Every year, roughly 10 million hectares of tropical forest disappear — an area about the size of Kentucky. But satellites often don’t catch it in time. Thick cloud cover blankets these regions for most of the year, and in some areas months pass before a clear image can be captured. By then, cleared land may have already begun to regrow, erasing the evidence entirely.
NASA scientists have now developed a fundamentally different way to detect that destruction — one that doesn’t wait for the clouds to part.
The cloud problem that blinds conventional satellites
Optical satellites like Landsat have monitored Earth’s forests for more than 50 years and remain the backbone of modern forest tracking. Brazil built one of its first satellite-based systems on Landsat data in 1988, and that system is still running today. The imagery is detailed, intuitive, and highly accurate — when conditions cooperate.
They almost never do. Optical sensors capture reflected sunlight, which means clouds render them useless. In tropical regions, overcast skies are the norm, and some areas go months without a single usable image.
That gap carries real consequences. Cleared land can begin regrowing within months, effectively erasing signs of illegal logging before any satellite gets a clean look. Africa Flores-Anderson and her team at NASA’s Marshall Space Flight Center set out to close these blind spots — not by waiting for clearer skies, but by switching to a wavelength that ignores them entirely.
L-band radar: seeing through clouds and debris
Synthetic aperture radar operates on a fundamentally different principle than optical imaging. Rather than capturing reflected sunlight, SAR instruments emit their own radar signals and measure what bounces back. No daylight required. No clear skies needed.
Earlier radar-based monitoring efforts relied on C-band wavelengths, which were more widely available — but C-band carries a significant limitation. Its shorter wavelengths scatter off treetops and the debris left behind when trees are felled: branches, leaves, trunks not yet removed. That scattering obscures the very evidence researchers are trying to find.
L-band radar uses longer wavelengths that cut through surface clutter and reach the ground, revealing damage that C-band misses. Flores-Anderson’s system is the first to automatically fuse Landsat optical imagery with L-band SAR data. The fusion runs through a Bayesian algorithm that requires multiple consecutive observations of forest loss before issuing a confirmed alert — a design choice that proves critical for accuracy.
Three months faster, with near-zero false alarms
The practical difference showed up clearly in a Brazilian Amazon pilot study. The combined method detected deforestation patches in January. Optical-only sensors didn’t flag the same clearing until April — a three-month lag that, in the context of illegal clearing, can mean the difference between intervention and a fait accompli.

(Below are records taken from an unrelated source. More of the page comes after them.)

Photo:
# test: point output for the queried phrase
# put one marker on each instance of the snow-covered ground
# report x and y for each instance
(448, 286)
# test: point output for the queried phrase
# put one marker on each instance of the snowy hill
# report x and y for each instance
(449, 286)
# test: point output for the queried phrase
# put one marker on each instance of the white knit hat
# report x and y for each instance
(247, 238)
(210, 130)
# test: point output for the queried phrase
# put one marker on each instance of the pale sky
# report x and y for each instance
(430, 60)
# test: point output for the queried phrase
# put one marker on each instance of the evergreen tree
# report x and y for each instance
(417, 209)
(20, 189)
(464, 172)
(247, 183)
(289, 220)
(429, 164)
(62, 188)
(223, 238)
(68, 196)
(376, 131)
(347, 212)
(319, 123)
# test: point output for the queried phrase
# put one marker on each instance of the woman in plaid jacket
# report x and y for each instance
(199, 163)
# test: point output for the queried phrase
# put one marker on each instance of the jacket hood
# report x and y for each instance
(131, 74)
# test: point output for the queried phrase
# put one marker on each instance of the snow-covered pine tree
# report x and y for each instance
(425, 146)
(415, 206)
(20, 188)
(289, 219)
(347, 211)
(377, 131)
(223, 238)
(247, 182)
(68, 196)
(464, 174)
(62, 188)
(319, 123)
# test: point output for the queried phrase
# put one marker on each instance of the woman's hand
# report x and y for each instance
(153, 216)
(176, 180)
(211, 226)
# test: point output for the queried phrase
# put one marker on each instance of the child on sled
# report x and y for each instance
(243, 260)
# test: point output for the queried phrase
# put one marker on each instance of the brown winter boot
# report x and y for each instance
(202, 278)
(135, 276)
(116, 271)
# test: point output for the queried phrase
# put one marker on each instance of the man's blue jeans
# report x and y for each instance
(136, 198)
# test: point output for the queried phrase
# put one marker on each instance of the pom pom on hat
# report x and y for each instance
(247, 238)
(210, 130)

Those results aren’t an outlier. On average, the system identifies felled trees within 16 days, and in heavily clouded regions it can outpace optical-only alerts by up to 100 days.
Requiring multiple consecutive detections from both sensor types also nearly eliminates false alarms — a persistent problem with single-sensor approaches that erodes trust in monitoring systems over time. For forest managers and enforcement agencies, reliability matters as much as speed. Sylvia Wilson, chief forest and climate scientist at Wilpa Capacity Development and a veteran of nearly two decades of global forest monitoring with the U.S. Geological Survey, is direct about it: “L-band SAR gives us the opportunity to see what optical doesn’t. But it’s not one sensor versus the other; the future is SAR plus optical.”
NISAR and the path to global coverage
There’s a straightforward reason this approach hasn’t already been deployed everywhere: L-band SAR data has historically been scarce. Coverage has been limited to select areas, with the Brazilian Amazon among the few places where researchers could consistently access it — a constraint that has prevented the method from scaling.
That’s about to change. NISAR — a joint satellite mission between NASA and the Indian Space Research Organisation — launched in July 2025. Once operational, it will deliver free, global L-band SAR imagery on a 12-day repeat cycle, converting a data-scarce resource into a globally available one.
Flores-Anderson’s system was built with this moment in mind. The algorithm is already designed to automatically ingest data from any sensor, optical or radar, as it becomes available. “It doesn’t matter which sensor we get data from — it automatically adds to our model,” she explained. “As more NISAR data become available, we will have more accurate, faster detection of change.” Tropical forests across Central Africa, Southeast Asia, and Central America — regions where cloud cover is equally persistent but monitoring infrastructure has lagged — could soon fall within the system’s reach.
What comes next
The launch of NISAR marks a turning point, but the real test comes as data accumulates and the algorithm begins operating at global scale. Researchers will be watching whether detection speeds and accuracy hold up across the varied forest types, clearing patterns, and cloud regimes found outside the Amazon.
If they do, the combination of L-band radar and optical imagery could become the standard for tropical forest monitoring worldwide — giving conservationists, governments, and enforcement agencies something they’ve never reliably had: a near-real-time view of what’s happening beneath the clouds.